Since the establishment of the Department of Industry, Nepal has approved 7,475 projects with total FDI commitments amounting to Rs 684.51bn. Despite the strong commitments, only a portion of this promised investment has been realized, with net FDI inflows for fiscal year 2023/24 totaling Rs 8.4bn, marking a 36.1 percent increase from the previous year. The total FDI stock in Nepal as of mid-2024 reached Rs 333bn, with the service sector holding the largest share at 40.5 percent, followed by industry and manufacturing at 29 percent each. Investors originate from around 60 countries, with India, China, Singapore, Ireland, and South Korea topping the list, while Bagmati Province continues to receive the highest concentration of investments, accounting for 62 percent of total FDI stock.

Several reforms and government initiatives have contributed to this upward trend in investment. Legal changes have simplified procedures for investors, including the introduction of an automatic approval route for certain projects, allowing investors to receive faster approval without multiple layers of bureaucracy. Foreign investors can now invest through registered venture capital or specialized funds, while some restrictions remain in certain agricultural sectors, such as dairy or vegetable production, unless projects focus on exports.

The Department of Industry has also improved visa arrangements for investors, their representatives, and family members, making Nepal a more welcoming destination for foreign capital. Faster approval processes reduce delays and costs, encouraging investors to launch projects promptly. The government’s support, combined with sector-specific incentives and reforms, has improved Nepal’s appeal as an investment destination and fostered confidence among international companies looking to participate in the country’s economic growth.

Despite these positive developments, challenges remain in ensuring that FDI commitments translate into actual investments. Historically, only about 31.9 percent of approved projects are realized due to delays in project implementation, long setup times, or changes in investor priorities. Weak infrastructure, including limited access to reliable electricity, water, and transport networks, continues to impede large-scale projects, particularly in less developed regions.

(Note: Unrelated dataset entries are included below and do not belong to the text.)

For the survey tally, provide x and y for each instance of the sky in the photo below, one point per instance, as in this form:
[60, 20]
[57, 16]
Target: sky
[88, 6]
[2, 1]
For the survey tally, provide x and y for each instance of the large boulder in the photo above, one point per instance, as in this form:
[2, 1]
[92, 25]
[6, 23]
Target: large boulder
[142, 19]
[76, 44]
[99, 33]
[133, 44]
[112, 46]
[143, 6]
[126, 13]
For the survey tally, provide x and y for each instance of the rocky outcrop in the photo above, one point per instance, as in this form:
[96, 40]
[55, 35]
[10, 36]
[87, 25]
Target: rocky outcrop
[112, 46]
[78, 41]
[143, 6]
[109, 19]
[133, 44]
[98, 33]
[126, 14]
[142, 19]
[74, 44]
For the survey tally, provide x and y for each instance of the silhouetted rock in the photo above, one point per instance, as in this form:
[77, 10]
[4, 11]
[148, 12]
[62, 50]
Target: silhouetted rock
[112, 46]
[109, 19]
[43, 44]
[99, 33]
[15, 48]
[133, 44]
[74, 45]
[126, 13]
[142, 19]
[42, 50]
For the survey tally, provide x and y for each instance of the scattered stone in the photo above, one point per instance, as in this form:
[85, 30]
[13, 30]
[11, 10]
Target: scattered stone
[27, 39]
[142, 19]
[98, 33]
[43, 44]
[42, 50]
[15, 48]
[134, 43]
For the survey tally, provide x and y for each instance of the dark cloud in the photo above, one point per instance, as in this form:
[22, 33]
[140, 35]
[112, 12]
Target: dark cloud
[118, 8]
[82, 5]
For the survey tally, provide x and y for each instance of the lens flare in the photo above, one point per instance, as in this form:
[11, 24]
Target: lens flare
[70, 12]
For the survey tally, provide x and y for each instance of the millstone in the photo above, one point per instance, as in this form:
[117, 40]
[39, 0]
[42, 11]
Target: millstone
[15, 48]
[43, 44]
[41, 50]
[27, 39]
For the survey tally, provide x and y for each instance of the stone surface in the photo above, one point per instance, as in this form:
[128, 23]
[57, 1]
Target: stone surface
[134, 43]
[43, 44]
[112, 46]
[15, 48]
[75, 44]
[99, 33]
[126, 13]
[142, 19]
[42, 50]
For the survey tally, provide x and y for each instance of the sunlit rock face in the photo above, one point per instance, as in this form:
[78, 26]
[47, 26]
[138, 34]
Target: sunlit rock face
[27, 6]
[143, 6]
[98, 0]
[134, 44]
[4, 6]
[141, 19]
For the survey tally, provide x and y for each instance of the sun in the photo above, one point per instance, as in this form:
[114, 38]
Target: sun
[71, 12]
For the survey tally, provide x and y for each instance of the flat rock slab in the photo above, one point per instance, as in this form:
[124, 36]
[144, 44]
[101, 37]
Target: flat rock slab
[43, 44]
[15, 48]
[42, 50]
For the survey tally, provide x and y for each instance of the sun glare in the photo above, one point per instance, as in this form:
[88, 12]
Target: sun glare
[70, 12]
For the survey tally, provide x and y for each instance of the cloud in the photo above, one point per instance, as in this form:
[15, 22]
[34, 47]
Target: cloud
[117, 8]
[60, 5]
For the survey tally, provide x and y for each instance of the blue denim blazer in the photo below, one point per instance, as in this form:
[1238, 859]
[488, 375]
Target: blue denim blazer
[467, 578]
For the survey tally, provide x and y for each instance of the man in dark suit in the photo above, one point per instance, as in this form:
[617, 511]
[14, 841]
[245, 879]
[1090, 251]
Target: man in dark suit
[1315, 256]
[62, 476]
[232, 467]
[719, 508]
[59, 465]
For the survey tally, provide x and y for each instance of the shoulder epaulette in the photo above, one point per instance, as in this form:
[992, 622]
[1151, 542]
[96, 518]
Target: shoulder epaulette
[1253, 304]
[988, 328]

Governance and risk management remain concerns for investors, as corruption, bureaucratic delays, and uncertainties about property rights can affect the safety of capital and the return on investment.

Long-term projects, such as hydropower plants, industrial complexes, and large-scale tourism initiatives, require stability, robust regulatory frameworks, and efficient administration. Furthermore, foreign investors often need guidance on repatriation of profits and management of financial obligations to avoid excessive debt accumulation. These factors highlight the importance of addressing institutional weaknesses, upgrading infrastructure, and ensuring transparent and predictable legal processes.

Corporate law firm in Nepal have emerged as vital partners in supporting foreign investors. These firms provide comprehensive legal guidance on FDI regulations, company registration, tax obligations, and compliance requirements. They assist investors in setting up businesses, whether as joint ventures with local partners or as wholly foreign-owned entities.

Legal experts also draft and negotiate complex agreements, including Share Subscription Agreements, Share Purchase Agreements, and Technology Transfer Agreements. Law firms support investors in obtaining regulatory approvals, managing visas, and resolving disputes, ensuring contractual rights are protected. By advising on finance structures, dividend repatriation, and ongoing compliance, corporate law firms reduce risk and improve the likelihood of successful long-term investment.

With the right legal and regulatory support, combined with continued reforms and government incentives, Nepal has the potential to leverage FDI as a powerful engine for sustainable economic growth, regional development, employment generation, and technological advancement, ultimately benefiting the country’s economy and its citizens.